Teenager Accused Of Leading Ring Of ‘Evil Geniuses’ On $24 Million ‘Cybercrime Spree’

Teenager Accused Of Leading Ring Of ‘Evil Geniuses’ On $24 Million ‘Cybercrime Spree’

Yesterday, the prominent bitcoin investor Michael Terpin announced that he’d filed suit against the ringleader of a “SIM swap gang” that he’d been chasing down since 2018, following the theft of roughly a collective $US24 ($37) million in bitcoin from his digital wallets. And it turns out the culprit, in this case, wasn’t a criminal mastermind, but a shitty teenager.

That’s according to the complaint Terpin filed yesterday against now 18-year-old Ellis Pinsky, a high school student in suburban New York who’s currently “on track” to graduate high school. As Terpin explains, the then 15-year-old Pinsky led a 20-person “cybercrime spree” back in 2018 along with 20 other co-conspirators, netting themselves a collective $US100 ($153) million in digital crypto in the process.

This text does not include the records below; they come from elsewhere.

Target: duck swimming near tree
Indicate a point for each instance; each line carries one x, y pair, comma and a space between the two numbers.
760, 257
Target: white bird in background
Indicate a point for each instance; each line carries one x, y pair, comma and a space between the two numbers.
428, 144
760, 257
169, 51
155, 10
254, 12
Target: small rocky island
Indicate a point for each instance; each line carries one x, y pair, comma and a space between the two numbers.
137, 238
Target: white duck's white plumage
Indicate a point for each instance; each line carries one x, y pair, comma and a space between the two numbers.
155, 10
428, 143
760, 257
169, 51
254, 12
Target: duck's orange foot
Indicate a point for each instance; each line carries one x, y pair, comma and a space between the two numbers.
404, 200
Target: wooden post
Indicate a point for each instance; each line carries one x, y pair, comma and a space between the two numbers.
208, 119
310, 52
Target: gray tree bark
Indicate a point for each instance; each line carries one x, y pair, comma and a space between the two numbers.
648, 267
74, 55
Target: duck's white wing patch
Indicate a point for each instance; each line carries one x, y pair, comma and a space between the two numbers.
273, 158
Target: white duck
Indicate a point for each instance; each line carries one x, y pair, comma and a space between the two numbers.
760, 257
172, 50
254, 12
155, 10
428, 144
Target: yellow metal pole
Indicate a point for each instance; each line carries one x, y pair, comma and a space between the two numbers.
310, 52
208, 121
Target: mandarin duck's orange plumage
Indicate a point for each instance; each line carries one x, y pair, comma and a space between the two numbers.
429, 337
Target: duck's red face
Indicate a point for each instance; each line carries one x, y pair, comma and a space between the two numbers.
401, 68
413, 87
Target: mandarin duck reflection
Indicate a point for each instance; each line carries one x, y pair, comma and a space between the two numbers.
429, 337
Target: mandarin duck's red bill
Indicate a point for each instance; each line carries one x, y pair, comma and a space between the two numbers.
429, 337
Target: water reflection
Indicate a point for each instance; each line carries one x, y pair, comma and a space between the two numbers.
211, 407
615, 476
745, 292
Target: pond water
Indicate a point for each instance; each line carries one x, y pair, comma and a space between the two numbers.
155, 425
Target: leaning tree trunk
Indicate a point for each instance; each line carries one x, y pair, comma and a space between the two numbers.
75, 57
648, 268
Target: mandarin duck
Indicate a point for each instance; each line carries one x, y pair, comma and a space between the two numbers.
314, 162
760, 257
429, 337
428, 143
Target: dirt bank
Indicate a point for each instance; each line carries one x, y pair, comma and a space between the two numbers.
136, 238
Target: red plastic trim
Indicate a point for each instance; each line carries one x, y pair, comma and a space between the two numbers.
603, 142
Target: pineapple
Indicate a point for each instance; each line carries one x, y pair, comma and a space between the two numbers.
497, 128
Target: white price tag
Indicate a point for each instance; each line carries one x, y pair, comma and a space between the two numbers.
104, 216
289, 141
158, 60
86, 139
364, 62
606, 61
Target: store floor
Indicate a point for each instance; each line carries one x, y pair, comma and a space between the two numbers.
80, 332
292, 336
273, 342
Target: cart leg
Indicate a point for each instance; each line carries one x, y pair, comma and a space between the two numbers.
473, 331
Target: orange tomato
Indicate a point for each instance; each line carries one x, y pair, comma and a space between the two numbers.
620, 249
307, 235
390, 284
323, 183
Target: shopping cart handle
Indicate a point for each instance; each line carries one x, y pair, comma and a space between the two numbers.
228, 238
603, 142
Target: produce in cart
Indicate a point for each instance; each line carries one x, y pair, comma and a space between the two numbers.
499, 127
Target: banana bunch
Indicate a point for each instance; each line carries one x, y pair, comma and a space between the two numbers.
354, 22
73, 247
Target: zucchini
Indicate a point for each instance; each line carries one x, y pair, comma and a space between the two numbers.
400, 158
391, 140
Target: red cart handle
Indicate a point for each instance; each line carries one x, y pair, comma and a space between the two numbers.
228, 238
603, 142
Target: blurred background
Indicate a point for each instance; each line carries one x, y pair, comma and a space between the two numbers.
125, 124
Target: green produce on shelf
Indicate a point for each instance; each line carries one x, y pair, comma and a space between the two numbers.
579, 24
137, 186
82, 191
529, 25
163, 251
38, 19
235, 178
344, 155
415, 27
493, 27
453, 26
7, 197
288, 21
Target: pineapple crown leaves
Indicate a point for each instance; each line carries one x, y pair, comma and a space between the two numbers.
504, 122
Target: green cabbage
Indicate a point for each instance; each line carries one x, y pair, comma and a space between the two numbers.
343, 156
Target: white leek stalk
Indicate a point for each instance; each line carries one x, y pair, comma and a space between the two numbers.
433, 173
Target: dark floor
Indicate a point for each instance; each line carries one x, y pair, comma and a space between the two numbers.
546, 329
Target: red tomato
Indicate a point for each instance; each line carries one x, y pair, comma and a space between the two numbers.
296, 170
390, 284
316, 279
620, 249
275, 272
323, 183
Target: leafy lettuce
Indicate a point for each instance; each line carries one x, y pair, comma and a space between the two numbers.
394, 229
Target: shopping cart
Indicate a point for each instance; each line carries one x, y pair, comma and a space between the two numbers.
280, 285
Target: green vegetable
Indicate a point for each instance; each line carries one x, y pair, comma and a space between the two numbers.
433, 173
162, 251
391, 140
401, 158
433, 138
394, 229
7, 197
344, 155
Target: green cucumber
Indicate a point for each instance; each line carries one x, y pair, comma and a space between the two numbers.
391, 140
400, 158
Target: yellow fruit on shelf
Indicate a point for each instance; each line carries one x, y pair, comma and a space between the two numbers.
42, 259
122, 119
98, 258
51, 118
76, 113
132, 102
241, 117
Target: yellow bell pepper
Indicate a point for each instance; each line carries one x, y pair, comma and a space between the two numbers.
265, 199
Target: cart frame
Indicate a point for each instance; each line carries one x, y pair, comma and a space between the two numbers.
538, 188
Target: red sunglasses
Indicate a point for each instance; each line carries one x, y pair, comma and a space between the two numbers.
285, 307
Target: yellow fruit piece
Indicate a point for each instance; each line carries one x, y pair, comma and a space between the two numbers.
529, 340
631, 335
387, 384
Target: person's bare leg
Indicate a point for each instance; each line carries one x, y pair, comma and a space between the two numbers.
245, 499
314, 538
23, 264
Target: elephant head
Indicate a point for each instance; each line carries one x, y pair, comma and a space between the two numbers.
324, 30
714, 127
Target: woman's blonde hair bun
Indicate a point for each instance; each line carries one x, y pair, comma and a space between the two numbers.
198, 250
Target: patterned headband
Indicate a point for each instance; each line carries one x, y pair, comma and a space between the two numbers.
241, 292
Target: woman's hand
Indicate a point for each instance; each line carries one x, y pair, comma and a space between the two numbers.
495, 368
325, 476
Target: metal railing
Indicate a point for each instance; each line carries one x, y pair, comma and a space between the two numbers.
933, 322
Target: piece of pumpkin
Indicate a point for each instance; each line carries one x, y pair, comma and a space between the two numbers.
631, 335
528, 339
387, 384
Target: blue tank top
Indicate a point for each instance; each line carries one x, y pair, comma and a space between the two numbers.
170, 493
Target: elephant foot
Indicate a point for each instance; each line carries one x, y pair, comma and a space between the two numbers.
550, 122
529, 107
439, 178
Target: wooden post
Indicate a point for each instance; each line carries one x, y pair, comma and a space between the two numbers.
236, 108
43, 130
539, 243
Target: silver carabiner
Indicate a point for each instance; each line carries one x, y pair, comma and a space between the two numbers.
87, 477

“In his early teens, [Pinsky] began hacking computers with the mission of accessing his victims’ private accounts where they store their cryptocurrency holdings or private information,” the complaint explains. It elaborates:

Once his cohorts or he breach the security wall with a stolen mobile phone SIM card belonging to his ‘mark,’ they use that victim’s telephone or computer to locate information to take charge of the victim’s cryptocurrency accounts and to transfer the proceeds of those accounts to their control.

According to the docket, Pinsky met his co-conspirators online and worked with them to deliberately track down the telephone and carrier information of potential targets that had large holdings in the crypto community. They then used that information—along with “forged identity papers,” to coerce the carrier into giving the group control over the target’s phone. Once there, they would rifle through the phone owner’s files until they could access any account or password information about any cryptocurrency holdings the person might have.

Pinsky and his cohorts aren’t alone in their crypto-related crimes. Costs relating to these cases surged to roughly $US4.5 ($7) billion last year, more than doubling from the year prior. That same year, Terpin was awarded nearly $US76 ($116) million in a case against 21-year-old Nicholas Truglia, an undergraduate college student who allegedly worked alongside Pinsky in the 2018 heist.

These sorts of financial crimes, according to Terpin’s suit, “are no less insidious than bank robberies, credit card and bank fraud, and money laundering by drug traffickers and terrorists.” It just turns out that they’re also easy enough for a teen to pull off.